TMCBLOG.com – Dorna dan FIM secara resmi telah menyampaikan informasi bahwa mulai tahun 2027, bahan bakar di semua kelas Grand Prix akan 100% non-fosil. Kini telah disepakati bahwa 100% non-fosil bahan bakar ini akan dinilai melalui uji C14 (Carbon 14).
Uji C14 mengukur fraksi C14, yang merupakan isotop karbon berumur pendek, yang hilang dalam zat fosil karena peluruhannya dalam waktu lama, terhadap total karbon, dan membandingkannya dengan kadar standar yang ditemukan di atmosfer.
Setelah dikurangi angka angka tolerasi, untuk bahan bakar MotoGP 2027 angka-angka hasil test kandungan C14 dari bahan bakar yang digunakan ini harus sama dengan atmosfer, sehingga menghilangkan kemungkinan bahan bakar tersebut berasal dari fosil.
Oleh karena itu, bahan bakar tersebut tidak akan lagi diperoleh melalui penyulingan minyak mentah dan pada prinsipnya dapat berupa:
• Biofuel, yaitu bahan bakar yang diperoleh dari sumber hayati
• E-fuel yang diperoleh melalui penangkapan CO2 langsung di atmosfer
Pembakaran bahan bakar non-fosil melepaskan jumlah karbon yang sama dengan yang sebelumnya telah ditangkap (dalam pembuatan e-fuel).

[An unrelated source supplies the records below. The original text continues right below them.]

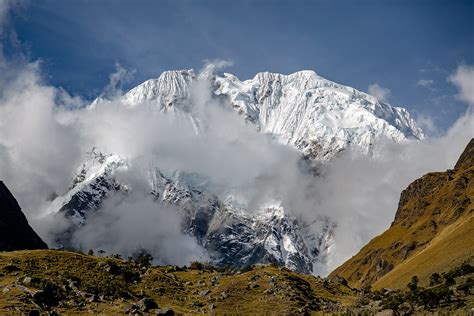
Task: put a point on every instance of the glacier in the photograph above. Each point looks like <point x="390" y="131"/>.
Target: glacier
<point x="318" y="118"/>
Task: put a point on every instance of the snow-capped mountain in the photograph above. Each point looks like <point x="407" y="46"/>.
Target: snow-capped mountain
<point x="232" y="236"/>
<point x="318" y="117"/>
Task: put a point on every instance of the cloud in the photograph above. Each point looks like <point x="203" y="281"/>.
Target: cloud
<point x="128" y="223"/>
<point x="379" y="92"/>
<point x="45" y="133"/>
<point x="117" y="79"/>
<point x="463" y="79"/>
<point x="426" y="83"/>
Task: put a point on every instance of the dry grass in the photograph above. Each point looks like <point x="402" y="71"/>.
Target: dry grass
<point x="433" y="232"/>
<point x="262" y="290"/>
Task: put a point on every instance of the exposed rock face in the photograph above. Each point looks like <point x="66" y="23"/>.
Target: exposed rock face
<point x="15" y="232"/>
<point x="433" y="231"/>
<point x="318" y="117"/>
<point x="232" y="237"/>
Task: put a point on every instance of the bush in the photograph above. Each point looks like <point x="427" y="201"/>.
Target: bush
<point x="435" y="279"/>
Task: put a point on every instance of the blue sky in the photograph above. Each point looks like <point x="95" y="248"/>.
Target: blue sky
<point x="409" y="47"/>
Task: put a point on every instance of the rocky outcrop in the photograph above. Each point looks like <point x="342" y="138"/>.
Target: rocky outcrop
<point x="15" y="232"/>
<point x="434" y="224"/>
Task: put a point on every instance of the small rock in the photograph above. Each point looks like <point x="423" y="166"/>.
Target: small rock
<point x="165" y="311"/>
<point x="26" y="280"/>
<point x="145" y="304"/>
<point x="204" y="293"/>
<point x="197" y="304"/>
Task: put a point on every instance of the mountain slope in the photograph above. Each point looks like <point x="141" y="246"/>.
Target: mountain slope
<point x="317" y="116"/>
<point x="302" y="110"/>
<point x="15" y="232"/>
<point x="433" y="231"/>
<point x="72" y="283"/>
<point x="231" y="236"/>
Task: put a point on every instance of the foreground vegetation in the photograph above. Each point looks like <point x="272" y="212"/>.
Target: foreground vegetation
<point x="52" y="281"/>
<point x="68" y="282"/>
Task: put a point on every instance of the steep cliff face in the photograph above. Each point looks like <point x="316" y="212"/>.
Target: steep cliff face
<point x="15" y="232"/>
<point x="433" y="231"/>
<point x="318" y="117"/>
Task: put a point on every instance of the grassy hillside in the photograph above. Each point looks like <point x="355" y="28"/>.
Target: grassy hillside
<point x="433" y="231"/>
<point x="69" y="282"/>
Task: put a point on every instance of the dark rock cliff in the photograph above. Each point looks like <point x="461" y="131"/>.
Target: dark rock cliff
<point x="15" y="232"/>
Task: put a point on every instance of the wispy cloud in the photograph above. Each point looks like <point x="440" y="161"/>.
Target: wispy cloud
<point x="426" y="83"/>
<point x="379" y="92"/>
<point x="463" y="79"/>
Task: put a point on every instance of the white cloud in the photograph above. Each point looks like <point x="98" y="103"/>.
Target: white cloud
<point x="426" y="83"/>
<point x="463" y="78"/>
<point x="379" y="92"/>
<point x="43" y="139"/>
<point x="116" y="81"/>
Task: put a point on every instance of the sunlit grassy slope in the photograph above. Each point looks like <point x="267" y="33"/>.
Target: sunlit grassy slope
<point x="76" y="283"/>
<point x="433" y="231"/>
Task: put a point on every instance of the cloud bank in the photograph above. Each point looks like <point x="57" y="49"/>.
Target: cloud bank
<point x="45" y="133"/>
<point x="379" y="92"/>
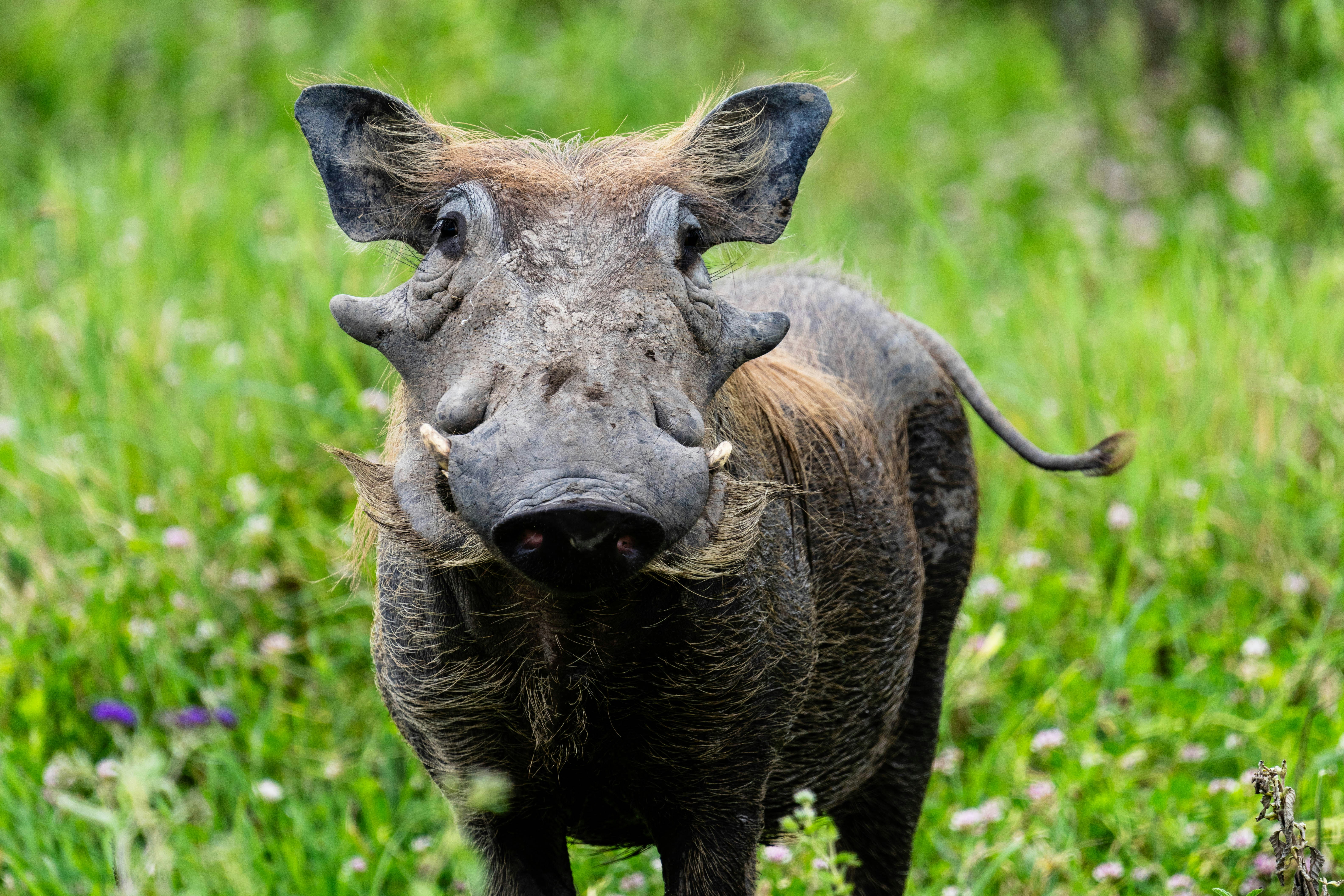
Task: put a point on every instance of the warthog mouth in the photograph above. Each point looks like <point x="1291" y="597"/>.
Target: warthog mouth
<point x="718" y="545"/>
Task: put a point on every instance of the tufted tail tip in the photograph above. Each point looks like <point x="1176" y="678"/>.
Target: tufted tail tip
<point x="1113" y="453"/>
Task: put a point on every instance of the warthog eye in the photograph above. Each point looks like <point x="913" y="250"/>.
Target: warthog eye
<point x="693" y="246"/>
<point x="449" y="234"/>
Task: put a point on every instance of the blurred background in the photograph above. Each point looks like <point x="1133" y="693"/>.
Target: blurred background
<point x="1127" y="214"/>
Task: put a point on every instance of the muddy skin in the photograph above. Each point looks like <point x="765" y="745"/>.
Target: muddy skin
<point x="661" y="551"/>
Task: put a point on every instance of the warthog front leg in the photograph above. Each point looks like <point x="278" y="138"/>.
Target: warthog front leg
<point x="525" y="854"/>
<point x="709" y="855"/>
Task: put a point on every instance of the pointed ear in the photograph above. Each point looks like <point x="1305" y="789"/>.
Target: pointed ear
<point x="773" y="131"/>
<point x="355" y="134"/>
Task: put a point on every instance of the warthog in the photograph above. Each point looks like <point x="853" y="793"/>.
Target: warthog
<point x="638" y="551"/>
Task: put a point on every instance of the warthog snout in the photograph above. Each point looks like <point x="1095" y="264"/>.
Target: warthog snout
<point x="578" y="546"/>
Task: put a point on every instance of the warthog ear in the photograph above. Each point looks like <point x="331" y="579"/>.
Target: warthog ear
<point x="768" y="134"/>
<point x="355" y="135"/>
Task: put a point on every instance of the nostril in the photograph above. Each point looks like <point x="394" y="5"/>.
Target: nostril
<point x="581" y="546"/>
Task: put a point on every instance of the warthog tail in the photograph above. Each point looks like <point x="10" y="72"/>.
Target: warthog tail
<point x="1107" y="457"/>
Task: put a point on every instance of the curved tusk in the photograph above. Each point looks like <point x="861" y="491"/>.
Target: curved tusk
<point x="720" y="456"/>
<point x="437" y="445"/>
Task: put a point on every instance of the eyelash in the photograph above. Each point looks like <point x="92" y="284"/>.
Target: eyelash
<point x="693" y="246"/>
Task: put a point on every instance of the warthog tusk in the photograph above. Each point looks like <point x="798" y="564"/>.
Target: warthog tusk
<point x="720" y="456"/>
<point x="437" y="445"/>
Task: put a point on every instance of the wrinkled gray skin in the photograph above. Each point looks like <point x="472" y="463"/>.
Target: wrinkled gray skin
<point x="572" y="355"/>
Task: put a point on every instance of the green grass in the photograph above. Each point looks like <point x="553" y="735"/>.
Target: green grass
<point x="166" y="260"/>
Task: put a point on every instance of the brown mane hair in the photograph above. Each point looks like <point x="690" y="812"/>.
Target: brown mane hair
<point x="784" y="413"/>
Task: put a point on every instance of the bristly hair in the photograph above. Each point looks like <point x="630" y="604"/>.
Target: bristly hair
<point x="784" y="412"/>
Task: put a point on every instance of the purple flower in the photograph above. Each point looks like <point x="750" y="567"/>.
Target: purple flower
<point x="191" y="718"/>
<point x="113" y="713"/>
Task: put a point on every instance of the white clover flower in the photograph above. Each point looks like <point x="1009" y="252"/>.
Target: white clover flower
<point x="142" y="631"/>
<point x="1120" y="518"/>
<point x="1047" y="739"/>
<point x="269" y="790"/>
<point x="1254" y="648"/>
<point x="1134" y="758"/>
<point x="1041" y="790"/>
<point x="1295" y="584"/>
<point x="1142" y="228"/>
<point x="987" y="586"/>
<point x="229" y="355"/>
<point x="375" y="401"/>
<point x="966" y="820"/>
<point x="1030" y="559"/>
<point x="178" y="538"/>
<point x="994" y="809"/>
<point x="1108" y="871"/>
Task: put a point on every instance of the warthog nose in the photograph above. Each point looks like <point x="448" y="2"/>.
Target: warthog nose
<point x="578" y="547"/>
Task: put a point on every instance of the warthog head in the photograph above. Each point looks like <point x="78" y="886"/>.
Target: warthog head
<point x="560" y="340"/>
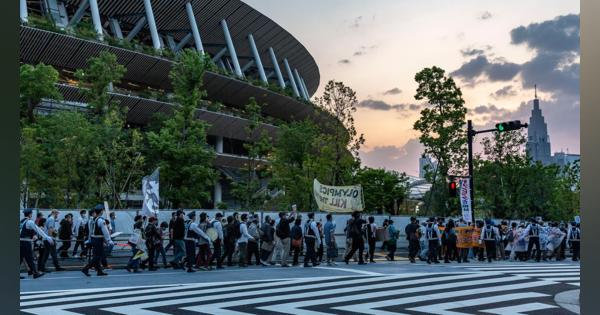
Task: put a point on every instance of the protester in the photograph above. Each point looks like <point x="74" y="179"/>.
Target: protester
<point x="371" y="232"/>
<point x="243" y="241"/>
<point x="392" y="241"/>
<point x="28" y="230"/>
<point x="98" y="237"/>
<point x="296" y="236"/>
<point x="356" y="233"/>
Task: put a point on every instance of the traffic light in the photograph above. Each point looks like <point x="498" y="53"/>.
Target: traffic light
<point x="452" y="189"/>
<point x="510" y="125"/>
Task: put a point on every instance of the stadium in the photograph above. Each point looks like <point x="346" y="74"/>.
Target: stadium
<point x="255" y="56"/>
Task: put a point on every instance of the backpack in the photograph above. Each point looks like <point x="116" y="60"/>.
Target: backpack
<point x="236" y="230"/>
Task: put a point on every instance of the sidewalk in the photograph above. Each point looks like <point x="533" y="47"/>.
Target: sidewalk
<point x="568" y="300"/>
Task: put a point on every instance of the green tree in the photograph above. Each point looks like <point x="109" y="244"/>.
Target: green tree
<point x="339" y="140"/>
<point x="383" y="190"/>
<point x="180" y="147"/>
<point x="250" y="190"/>
<point x="36" y="83"/>
<point x="292" y="164"/>
<point x="96" y="81"/>
<point x="441" y="128"/>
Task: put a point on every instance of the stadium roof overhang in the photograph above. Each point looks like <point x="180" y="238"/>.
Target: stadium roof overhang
<point x="69" y="52"/>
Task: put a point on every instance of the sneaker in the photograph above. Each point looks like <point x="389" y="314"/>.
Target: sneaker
<point x="37" y="275"/>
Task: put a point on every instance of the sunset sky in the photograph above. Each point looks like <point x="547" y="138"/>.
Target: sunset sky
<point x="496" y="50"/>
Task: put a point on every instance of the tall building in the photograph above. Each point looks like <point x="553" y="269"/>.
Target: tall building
<point x="254" y="57"/>
<point x="538" y="142"/>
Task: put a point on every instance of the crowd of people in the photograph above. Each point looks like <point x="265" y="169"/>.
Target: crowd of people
<point x="199" y="242"/>
<point x="459" y="241"/>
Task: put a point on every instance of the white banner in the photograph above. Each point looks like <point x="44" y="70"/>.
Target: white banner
<point x="338" y="198"/>
<point x="150" y="192"/>
<point x="465" y="199"/>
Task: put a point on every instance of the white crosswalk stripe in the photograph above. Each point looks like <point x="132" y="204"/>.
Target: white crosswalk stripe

MotoGP mengambil langkah besar ke arah ini pada tahun 2024 dengan mewajibkan bahan bakar mengandung setidaknya 40% kandungan non-fosil.
Transisi ini sekarang akan dilanjutkan dengan peralihan yang sepenuhnya diwajibkan ke 100% bahan bakar non-fosil pada tahun 2027, menandai perubahan signifikan dari bahan bakar saat ini, yang sebagian besar berasal dari penyulingan minyak mentah.




mesin baru, ban baru, bbm baru.. mantab bahan riset..
pake nikuba wak haji
Dari awal secara pribadi untuk kendaraan masal lebih prefer ke biofuel daripada listrik.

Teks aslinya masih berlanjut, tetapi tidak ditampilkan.